You've mentioned a "race" between "araqsgc" and "newruntime" and whichever supports async first wins. Although I see that the mi-malloc allocator may be a desirable facility to have available as an option in Nim, I see that "araqsgc" is just another mark and sweep GC and I would really like to see "newruntime" win, as it is unique and more elegant.
I would really like to see "newruntime" win, as it is unique and more elegant.
Me too. Ok, here is what I know: Our async seems to work with the refcounting GC without its cycle collector with a tiny codegen patch (I don't know whether that patch is always correct). So lets assume (atomic) refcounting is sufficient. B/D is not only a "faster refcounting", it describes the spanning tree of a graph so that it's free of cycles by construction (ignoring some edge cases). This is achieved by making owned a "move-only" type but that's too inexpressive for our async.
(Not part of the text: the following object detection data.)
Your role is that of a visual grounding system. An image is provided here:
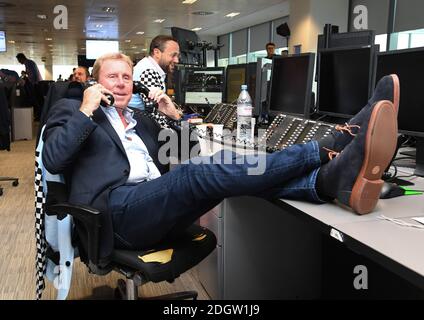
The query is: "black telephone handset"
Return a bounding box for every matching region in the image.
[133,81,158,112]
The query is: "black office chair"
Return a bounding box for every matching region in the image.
[35,83,216,300]
[0,84,19,196]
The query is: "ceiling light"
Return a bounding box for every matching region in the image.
[226,12,240,18]
[191,11,215,16]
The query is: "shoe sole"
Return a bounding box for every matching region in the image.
[349,101,397,214]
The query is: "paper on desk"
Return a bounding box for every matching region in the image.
[411,217,424,224]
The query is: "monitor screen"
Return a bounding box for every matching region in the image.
[171,27,203,65]
[268,53,315,117]
[227,64,245,103]
[86,40,119,59]
[183,67,225,107]
[376,48,424,137]
[317,46,376,118]
[254,58,272,115]
[0,31,6,52]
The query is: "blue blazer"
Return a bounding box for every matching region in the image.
[42,99,168,264]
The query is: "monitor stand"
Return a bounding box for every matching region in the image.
[401,137,424,177]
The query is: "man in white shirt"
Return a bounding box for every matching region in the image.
[129,35,180,108]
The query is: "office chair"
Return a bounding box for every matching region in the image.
[35,151,216,300]
[0,84,19,196]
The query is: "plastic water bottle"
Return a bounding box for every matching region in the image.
[237,84,254,142]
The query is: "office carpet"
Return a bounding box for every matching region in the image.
[0,133,209,300]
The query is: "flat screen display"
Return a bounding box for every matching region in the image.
[317,46,375,118]
[376,48,424,136]
[269,54,314,116]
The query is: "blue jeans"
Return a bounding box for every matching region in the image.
[109,141,322,249]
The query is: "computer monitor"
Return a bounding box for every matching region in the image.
[253,58,272,115]
[317,46,378,118]
[0,31,6,52]
[183,67,225,108]
[226,64,249,103]
[268,53,315,117]
[315,25,375,81]
[376,47,424,177]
So we need a way to duplicate owned refs that still guarantees cycle freedom, statically. I know that's what you're proposing via a =deepCopy for owned but I don't know if it can work out.
@Araq' Thanks for the further data on async using ref counting GC - I didn't realize it only worked without the cycle detector and a further "tiny" code gen patch.
So we need a way to duplicate owned refs that still guarantees cycle freedom, statically. I know that's what you're proposing via a =deepCopy for owned...
Perhaps we should stop calling what I proposed as deepCopy using =deepCopy as I just grabbed that term as as being the location where "outer" ref counting would be injected. Perhaps that would be the "hook" whereby my proposal could be best implemented, maybe not...
but I don't know if it can work out.
So how to test this and what code base to test it against? I am probably able to do some patches against the current devel branch if they don't include code gen/"compiler magic" but I would prefer to leave any AST manipulations to you and your dev team as I have little experience in that area.
I have held off doing too much in the way of experiments as I would like to include ""--seqsv2", but I suppose that isn't really necessary as that was implicitly turned on in "--newruntime". I guess I'll start with some copying experiments somewhere combining use of copying seq's, string's, closures containing ref's, and ref's. It would seem to be easy to test it I just new how to "hook" into the disposal of ref's when at the end of proc's in the way that "nominal" types get the "hooks" called now.
I would like to work within the framework of the ``=destroy``, ``=``, ``=sink``, and ``=destroy`` "hooks" but as applied to ``ref``'s and not to just "nominal" types. Would this be possible?
Is there a place in the code that could make these "hooks" readily accessible to me?
Thanks for the further data on async using ref counting GC - I didn't realize it only worked without the cycle detector and a further "tiny" code gen patch.
No, it also does work without its cycle collector, the cycle collector does no harm. The codegen patch is to break up a cycle which keeps the RC component from collecting.
Is there a place in the code that could make these "hooks" readily accessible to me?
At this point I suggest you join our IRC channel so that I can guide you through the codebase.